The library’s server was out of commission for two days last week. Luckily, we were closed one day, fall quarter hasn’t started, and we have a back up for the circulation system. Plus we could search (sort of) our collection on WorldCat.
Dead servers are one of the reasons why distributed digital deposit is a key element in providing access to information. But, we don’t have much technology money (thus the old server). Collecting our own copies of electronic content is an aspiration, yet given our fiscal reality, it’s not going to be practical for a while. After three years of budget cuts, the University of Washington has lost half of its state funding. We are all feeling the effects.

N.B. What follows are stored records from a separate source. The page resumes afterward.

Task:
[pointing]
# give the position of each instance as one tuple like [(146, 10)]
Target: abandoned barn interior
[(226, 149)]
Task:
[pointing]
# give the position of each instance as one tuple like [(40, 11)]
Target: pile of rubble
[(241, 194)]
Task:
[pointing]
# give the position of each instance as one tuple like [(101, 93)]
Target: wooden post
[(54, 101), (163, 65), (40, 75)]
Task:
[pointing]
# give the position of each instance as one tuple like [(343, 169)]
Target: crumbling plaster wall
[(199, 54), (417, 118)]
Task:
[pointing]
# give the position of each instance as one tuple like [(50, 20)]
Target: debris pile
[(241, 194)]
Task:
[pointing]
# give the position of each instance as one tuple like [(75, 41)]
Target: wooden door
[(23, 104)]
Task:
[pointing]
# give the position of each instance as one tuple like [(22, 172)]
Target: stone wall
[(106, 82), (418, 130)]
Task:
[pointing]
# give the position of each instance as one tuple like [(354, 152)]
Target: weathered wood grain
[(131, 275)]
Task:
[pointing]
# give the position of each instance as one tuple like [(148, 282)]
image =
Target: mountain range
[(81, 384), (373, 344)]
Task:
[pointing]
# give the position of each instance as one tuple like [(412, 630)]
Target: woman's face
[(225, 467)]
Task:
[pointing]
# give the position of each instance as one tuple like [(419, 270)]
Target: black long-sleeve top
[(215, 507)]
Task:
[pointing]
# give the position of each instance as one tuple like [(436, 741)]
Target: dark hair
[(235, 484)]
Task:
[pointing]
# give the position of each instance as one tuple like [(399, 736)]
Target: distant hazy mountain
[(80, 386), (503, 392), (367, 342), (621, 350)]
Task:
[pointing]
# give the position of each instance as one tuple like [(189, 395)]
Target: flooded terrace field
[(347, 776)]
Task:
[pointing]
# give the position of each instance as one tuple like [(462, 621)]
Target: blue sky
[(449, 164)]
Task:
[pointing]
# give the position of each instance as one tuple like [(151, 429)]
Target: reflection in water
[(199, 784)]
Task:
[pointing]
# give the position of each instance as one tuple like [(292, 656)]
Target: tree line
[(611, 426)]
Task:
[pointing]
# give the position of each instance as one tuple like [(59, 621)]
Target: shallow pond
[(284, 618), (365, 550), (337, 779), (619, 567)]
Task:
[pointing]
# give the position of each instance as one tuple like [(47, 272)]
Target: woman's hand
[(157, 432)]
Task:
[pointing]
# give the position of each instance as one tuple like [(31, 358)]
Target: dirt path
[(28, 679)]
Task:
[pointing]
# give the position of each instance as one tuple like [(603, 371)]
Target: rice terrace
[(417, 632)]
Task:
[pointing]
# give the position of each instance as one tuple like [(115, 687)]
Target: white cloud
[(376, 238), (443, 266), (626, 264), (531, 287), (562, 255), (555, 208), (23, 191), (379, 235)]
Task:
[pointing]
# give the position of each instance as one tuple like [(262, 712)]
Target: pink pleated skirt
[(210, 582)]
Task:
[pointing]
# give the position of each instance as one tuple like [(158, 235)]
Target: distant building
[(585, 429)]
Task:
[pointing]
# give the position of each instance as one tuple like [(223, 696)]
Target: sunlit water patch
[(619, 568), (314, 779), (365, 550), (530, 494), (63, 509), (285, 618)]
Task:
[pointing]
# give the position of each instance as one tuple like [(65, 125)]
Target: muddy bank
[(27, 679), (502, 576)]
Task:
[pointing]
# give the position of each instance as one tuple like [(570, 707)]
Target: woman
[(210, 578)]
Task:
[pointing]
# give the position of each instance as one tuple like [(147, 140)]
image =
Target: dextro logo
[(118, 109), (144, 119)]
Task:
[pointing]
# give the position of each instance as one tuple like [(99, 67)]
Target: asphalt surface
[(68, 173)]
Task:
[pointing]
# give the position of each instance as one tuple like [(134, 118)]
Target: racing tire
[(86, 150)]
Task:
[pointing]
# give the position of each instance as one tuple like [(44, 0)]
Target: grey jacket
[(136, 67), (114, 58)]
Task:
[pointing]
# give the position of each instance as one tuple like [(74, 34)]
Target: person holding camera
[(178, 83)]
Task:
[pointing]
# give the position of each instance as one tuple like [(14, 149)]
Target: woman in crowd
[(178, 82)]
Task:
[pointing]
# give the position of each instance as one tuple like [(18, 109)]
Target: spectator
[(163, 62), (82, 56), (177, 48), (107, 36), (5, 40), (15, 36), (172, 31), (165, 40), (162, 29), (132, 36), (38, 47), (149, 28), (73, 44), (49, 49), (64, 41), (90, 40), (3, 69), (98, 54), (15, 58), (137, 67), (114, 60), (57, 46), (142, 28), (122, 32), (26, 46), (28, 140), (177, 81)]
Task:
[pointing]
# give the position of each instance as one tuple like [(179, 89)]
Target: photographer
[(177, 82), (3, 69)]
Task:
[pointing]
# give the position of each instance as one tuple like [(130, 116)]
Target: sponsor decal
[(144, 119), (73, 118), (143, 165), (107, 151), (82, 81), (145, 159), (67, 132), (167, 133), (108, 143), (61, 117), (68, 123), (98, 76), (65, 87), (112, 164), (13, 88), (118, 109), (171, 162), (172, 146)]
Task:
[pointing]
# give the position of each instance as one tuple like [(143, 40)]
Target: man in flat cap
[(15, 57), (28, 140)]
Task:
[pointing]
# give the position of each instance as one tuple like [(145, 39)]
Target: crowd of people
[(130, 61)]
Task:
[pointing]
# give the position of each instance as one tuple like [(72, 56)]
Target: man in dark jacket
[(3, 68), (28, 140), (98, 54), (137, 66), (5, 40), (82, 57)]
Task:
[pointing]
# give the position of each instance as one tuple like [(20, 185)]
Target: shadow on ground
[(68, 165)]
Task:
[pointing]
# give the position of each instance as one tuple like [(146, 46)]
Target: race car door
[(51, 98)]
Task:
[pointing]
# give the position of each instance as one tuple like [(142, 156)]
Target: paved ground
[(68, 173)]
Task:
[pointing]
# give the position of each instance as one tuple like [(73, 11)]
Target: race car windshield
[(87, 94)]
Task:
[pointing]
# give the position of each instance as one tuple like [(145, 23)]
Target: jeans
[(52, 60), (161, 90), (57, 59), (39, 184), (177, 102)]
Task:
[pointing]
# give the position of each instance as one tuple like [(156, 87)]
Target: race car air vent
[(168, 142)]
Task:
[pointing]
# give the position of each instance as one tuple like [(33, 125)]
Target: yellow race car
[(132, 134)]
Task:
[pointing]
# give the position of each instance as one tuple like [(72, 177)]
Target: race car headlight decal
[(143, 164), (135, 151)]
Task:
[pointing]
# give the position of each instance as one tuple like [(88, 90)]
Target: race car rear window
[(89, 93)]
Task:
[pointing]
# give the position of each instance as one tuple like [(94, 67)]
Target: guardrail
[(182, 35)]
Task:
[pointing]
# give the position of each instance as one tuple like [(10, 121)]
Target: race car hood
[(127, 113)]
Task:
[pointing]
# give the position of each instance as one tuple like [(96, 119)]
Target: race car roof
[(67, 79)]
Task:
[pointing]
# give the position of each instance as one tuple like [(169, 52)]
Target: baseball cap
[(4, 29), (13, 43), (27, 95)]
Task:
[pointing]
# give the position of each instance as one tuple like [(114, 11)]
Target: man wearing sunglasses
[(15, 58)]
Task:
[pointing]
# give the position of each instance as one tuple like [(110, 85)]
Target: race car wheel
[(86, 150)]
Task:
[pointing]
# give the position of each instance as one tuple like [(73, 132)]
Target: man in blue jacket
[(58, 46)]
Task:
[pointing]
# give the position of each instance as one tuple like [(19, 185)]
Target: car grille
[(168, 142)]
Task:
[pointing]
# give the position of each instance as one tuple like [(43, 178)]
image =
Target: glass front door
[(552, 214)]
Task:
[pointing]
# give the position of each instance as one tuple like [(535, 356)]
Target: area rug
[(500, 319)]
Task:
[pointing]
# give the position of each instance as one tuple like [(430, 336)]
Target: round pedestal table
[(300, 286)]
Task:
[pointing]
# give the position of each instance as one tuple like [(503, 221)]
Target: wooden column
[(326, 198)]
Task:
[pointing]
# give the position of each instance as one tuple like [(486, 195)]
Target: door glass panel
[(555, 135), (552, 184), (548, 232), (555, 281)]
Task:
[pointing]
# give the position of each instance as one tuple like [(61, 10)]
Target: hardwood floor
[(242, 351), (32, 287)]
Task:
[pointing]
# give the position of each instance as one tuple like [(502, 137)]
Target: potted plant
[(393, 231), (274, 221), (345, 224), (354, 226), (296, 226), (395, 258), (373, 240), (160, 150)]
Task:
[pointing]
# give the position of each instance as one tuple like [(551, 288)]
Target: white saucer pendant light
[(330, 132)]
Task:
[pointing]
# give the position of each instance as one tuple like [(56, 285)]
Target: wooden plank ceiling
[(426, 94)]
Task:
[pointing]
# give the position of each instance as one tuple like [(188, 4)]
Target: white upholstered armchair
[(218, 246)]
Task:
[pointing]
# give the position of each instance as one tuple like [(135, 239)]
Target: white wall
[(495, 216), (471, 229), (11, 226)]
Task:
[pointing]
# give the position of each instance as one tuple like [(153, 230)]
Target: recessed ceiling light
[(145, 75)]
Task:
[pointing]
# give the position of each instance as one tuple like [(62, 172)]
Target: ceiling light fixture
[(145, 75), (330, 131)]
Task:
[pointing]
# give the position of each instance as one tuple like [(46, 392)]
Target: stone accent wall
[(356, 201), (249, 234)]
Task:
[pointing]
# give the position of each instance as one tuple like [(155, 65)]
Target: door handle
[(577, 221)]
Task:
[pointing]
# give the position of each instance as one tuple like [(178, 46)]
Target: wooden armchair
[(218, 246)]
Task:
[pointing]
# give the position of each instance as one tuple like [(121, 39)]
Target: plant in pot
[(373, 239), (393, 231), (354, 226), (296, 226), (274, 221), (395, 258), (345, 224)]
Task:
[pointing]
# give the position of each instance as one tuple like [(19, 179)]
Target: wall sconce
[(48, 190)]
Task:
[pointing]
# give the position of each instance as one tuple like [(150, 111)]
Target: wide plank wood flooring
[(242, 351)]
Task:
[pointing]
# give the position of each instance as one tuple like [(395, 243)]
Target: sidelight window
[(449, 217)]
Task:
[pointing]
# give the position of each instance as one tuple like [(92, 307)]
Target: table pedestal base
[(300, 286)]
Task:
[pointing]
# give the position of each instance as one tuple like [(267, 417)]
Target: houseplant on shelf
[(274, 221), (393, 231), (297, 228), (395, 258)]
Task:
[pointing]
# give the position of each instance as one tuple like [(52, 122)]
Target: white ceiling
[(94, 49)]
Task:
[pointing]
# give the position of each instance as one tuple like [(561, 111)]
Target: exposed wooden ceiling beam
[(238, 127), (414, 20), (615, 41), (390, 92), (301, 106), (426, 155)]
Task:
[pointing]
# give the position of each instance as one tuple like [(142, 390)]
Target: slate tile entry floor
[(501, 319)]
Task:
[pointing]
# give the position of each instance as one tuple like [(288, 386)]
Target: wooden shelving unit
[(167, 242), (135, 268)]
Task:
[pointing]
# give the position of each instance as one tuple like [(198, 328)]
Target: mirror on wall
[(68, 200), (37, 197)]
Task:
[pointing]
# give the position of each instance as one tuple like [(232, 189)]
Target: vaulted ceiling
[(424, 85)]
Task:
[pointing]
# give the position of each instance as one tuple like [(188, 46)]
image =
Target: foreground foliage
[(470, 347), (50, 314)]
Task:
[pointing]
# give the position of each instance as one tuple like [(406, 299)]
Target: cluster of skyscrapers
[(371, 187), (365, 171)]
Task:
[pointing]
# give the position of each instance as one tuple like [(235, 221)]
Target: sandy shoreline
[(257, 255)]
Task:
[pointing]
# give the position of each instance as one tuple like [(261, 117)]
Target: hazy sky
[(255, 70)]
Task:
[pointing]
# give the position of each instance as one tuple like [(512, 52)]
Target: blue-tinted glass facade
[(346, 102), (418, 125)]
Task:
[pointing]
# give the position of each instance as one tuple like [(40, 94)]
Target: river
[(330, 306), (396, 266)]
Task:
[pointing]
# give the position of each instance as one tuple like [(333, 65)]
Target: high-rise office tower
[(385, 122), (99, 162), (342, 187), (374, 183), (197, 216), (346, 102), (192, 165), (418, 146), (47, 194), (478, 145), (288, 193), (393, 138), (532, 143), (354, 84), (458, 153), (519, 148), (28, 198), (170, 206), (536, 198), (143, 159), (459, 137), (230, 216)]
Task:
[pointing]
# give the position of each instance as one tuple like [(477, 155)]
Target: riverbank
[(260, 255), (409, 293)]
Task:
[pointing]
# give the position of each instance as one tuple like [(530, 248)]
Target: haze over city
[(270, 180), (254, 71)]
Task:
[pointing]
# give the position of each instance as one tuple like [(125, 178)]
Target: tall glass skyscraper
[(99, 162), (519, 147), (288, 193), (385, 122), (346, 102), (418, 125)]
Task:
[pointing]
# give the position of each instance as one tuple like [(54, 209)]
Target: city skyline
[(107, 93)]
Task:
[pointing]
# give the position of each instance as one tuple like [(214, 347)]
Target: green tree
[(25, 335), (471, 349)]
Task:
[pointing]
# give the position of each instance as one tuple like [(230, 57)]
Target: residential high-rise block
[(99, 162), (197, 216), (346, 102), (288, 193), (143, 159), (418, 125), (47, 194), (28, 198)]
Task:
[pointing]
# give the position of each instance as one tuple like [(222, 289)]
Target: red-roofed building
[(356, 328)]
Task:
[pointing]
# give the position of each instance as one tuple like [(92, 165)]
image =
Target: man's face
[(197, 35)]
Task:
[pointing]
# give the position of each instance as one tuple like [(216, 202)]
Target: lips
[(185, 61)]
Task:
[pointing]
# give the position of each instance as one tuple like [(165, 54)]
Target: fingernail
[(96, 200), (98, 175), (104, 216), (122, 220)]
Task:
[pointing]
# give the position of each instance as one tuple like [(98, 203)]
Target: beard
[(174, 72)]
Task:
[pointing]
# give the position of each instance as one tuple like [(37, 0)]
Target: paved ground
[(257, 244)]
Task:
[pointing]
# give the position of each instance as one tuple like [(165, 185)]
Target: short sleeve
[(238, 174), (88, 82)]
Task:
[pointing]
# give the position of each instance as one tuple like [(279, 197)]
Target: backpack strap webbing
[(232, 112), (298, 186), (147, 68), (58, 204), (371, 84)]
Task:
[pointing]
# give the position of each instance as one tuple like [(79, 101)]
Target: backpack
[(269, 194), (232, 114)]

So I’ve been printing out documents, as a very small way of contributing to the greater good and serving our patrons. At least that’s what I think I’m doing. It’s not something I hear a lot about, but I can’t imagine that other librarians don’t do this. Maybe we’re too embarrassed to admit we print electronic documents?
Our policy is to very selectively print documents for the collection. The selection decisions need to be consistent with our collection development policy, but also take into account the ease of printing and binding (not too long, not too short, PDF preferred). We also consider the ease of use by the public. The perfect example is Washington State judicial benchbooks, which are guides used by trial judges, but often used by patrons without lawyers. For many years, because we are a public law library, we received the benchbooks, and other publications from the Administrative Office of the Courts, in paper, for free. Now the benchbooks are on CD ROM and we have to pay (not much, and I’m not complaining about this given the state budget).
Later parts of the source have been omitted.